This meant they didn't have to do more complicated things, like insist that their elected politicians stop enabling the legalised theft of billions of dollars from Africa through tax avoidance and other unsavoury corporate practices.

Judging by the media buzz, last weekend's London pop show prompted almost the same levels of uncritical self-satisfaction.

One or two journalists did have the temerity - extremely brave in the face of a wall of smugness - to raise the issue of tax avoidance. They were quickly dismissed as party poopers and reminded that the critical objective was to get resources to Sierra Leone, Liberia and Guinea.

And perhaps in the romance of the moment it would have been difficult to draw some sort of a line between the slow pace of development in large parts of Africa, which makes it so vulnerable to crises, and tax avoidance by powerful multinationals.

The commitment that wealthy companies put into tax avoidance and their ability to dictate government policy on the matter highlight just how trivial and momentarily distracting the Band Aid affair is.

The billions of dollars lost each year through tax avoidance, which is entirely legal, dwarfs the pittance that this continent receives in aid.

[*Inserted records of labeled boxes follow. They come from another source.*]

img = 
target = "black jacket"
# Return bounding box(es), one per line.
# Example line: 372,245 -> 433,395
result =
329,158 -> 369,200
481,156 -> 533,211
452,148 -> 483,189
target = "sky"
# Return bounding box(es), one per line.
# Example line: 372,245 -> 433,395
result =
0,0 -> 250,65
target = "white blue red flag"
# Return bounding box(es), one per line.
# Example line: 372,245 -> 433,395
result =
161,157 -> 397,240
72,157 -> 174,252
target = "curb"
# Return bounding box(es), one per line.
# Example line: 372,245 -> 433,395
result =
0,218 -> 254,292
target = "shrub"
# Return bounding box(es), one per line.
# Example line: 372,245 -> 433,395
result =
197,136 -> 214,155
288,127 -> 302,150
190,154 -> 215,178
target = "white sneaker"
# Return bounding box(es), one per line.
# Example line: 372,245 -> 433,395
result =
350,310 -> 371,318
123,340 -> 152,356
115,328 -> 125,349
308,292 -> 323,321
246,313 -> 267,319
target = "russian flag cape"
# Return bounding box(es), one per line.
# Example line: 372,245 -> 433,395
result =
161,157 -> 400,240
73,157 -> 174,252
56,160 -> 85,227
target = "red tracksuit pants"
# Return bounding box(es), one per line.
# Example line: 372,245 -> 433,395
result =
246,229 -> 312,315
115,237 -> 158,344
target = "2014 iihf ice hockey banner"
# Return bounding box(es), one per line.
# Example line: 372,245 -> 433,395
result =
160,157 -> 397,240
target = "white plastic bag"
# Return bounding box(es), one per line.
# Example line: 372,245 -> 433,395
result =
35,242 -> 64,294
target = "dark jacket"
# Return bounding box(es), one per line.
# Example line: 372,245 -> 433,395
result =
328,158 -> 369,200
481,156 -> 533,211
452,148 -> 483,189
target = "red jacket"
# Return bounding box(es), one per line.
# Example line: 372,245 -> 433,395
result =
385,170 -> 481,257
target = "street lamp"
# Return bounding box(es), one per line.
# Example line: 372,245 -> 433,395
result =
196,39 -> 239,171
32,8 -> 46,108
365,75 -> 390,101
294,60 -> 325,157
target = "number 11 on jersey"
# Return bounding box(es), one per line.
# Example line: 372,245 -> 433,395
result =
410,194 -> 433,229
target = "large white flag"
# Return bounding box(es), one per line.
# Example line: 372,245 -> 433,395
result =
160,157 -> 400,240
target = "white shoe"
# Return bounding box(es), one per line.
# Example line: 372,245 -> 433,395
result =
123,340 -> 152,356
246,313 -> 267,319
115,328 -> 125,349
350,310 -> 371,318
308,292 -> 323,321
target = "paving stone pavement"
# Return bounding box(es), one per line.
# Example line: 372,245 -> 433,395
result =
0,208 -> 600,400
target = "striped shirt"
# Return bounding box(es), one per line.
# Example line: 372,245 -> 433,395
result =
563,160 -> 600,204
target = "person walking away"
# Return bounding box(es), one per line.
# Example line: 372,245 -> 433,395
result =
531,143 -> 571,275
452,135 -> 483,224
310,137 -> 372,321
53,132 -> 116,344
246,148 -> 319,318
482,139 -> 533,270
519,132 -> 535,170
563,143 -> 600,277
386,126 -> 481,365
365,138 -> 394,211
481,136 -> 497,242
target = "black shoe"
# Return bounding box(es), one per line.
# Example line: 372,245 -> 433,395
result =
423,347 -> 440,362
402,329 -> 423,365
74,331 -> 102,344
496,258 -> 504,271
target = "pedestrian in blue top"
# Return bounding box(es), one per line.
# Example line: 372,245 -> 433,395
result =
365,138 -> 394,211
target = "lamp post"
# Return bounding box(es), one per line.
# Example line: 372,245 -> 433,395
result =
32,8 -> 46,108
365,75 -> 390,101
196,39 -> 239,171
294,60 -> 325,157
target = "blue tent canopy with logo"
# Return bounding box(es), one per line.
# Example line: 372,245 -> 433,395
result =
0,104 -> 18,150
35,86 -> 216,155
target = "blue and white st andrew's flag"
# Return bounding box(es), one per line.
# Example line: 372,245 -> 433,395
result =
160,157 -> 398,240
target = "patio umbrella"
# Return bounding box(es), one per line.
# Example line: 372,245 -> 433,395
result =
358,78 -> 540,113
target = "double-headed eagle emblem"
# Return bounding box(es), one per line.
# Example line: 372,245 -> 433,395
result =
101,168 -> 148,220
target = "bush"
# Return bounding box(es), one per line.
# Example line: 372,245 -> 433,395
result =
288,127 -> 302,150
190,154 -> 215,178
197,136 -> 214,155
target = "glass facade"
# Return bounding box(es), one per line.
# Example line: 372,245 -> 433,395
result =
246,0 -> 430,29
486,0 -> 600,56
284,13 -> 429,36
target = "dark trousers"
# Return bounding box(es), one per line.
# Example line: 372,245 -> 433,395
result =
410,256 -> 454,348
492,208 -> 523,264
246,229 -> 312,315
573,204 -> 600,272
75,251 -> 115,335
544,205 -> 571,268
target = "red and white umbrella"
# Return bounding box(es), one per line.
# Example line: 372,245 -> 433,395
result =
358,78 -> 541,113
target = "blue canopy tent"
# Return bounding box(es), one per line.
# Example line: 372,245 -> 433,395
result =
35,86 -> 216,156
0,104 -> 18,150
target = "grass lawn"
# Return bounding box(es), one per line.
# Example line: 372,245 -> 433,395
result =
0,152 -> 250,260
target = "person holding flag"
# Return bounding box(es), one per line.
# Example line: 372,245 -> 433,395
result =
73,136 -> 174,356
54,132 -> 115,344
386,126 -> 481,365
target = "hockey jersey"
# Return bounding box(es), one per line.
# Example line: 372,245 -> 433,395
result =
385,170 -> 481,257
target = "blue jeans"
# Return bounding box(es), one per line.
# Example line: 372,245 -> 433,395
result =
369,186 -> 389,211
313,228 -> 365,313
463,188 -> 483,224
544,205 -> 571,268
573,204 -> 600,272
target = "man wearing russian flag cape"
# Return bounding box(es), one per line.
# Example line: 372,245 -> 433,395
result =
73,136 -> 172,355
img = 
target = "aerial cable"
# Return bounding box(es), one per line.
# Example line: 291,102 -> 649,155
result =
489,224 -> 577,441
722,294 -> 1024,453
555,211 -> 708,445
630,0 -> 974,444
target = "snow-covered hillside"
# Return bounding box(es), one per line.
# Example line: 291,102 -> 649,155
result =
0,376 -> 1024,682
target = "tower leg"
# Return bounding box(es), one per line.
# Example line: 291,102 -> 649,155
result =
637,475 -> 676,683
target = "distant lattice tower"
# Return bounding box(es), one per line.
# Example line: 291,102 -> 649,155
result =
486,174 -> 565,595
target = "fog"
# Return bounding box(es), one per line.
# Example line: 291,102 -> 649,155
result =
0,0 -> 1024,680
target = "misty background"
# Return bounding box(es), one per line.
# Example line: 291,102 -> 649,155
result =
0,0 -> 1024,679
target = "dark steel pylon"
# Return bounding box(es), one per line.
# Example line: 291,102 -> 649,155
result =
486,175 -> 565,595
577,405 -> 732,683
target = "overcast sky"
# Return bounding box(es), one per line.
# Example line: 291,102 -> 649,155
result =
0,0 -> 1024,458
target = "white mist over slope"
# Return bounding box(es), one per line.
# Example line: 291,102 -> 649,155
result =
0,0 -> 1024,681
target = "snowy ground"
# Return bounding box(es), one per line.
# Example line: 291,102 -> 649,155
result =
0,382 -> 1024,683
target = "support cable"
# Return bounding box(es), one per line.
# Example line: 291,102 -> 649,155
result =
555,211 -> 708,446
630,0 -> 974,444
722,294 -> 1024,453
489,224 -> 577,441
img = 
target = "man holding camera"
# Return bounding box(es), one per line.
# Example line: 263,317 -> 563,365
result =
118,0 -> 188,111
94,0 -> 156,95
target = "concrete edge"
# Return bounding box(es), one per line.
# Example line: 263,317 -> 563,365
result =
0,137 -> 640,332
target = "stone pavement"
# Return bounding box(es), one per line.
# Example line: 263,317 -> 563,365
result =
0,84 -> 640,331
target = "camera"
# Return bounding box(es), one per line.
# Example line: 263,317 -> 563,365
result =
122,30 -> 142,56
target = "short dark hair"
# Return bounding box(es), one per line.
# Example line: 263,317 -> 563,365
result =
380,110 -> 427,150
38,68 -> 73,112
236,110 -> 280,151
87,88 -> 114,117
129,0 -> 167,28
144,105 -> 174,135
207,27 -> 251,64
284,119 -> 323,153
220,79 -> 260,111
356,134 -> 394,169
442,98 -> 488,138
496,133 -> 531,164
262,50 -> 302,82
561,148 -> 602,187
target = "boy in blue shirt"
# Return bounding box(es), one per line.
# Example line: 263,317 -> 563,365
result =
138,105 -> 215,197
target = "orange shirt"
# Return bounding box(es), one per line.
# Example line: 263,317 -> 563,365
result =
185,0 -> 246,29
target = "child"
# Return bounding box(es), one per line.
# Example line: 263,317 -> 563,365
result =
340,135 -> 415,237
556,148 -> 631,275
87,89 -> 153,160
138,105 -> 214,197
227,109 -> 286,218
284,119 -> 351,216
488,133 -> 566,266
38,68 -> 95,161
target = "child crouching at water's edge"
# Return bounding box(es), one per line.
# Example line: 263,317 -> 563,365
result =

In this context Bono's recent defence of Ireland's extremely "competitive" tax regime is repugnant. Ireland's tax regime, mimicked to a lesser extent by other Western states, has enabled powerful multinationals such as Google and Apple to get away with paying derisory amounts of tax on their global earnings. Bono explained that Ireland is a small country with not much going for it. "Tax competitiveness has brought our country the only prosperity we've known," the singer said, seeming to justify tax piracy on a global scale.

Bono's comments came just weeks after Apple paid U2 about $100-million to dump the band's latest album on the playlists of about 500 million iTunes users without charge.

And just a few weeks before, he and his pop star colleagues launched another vain effort to save Africa from Ebola and themselves from irrelevance.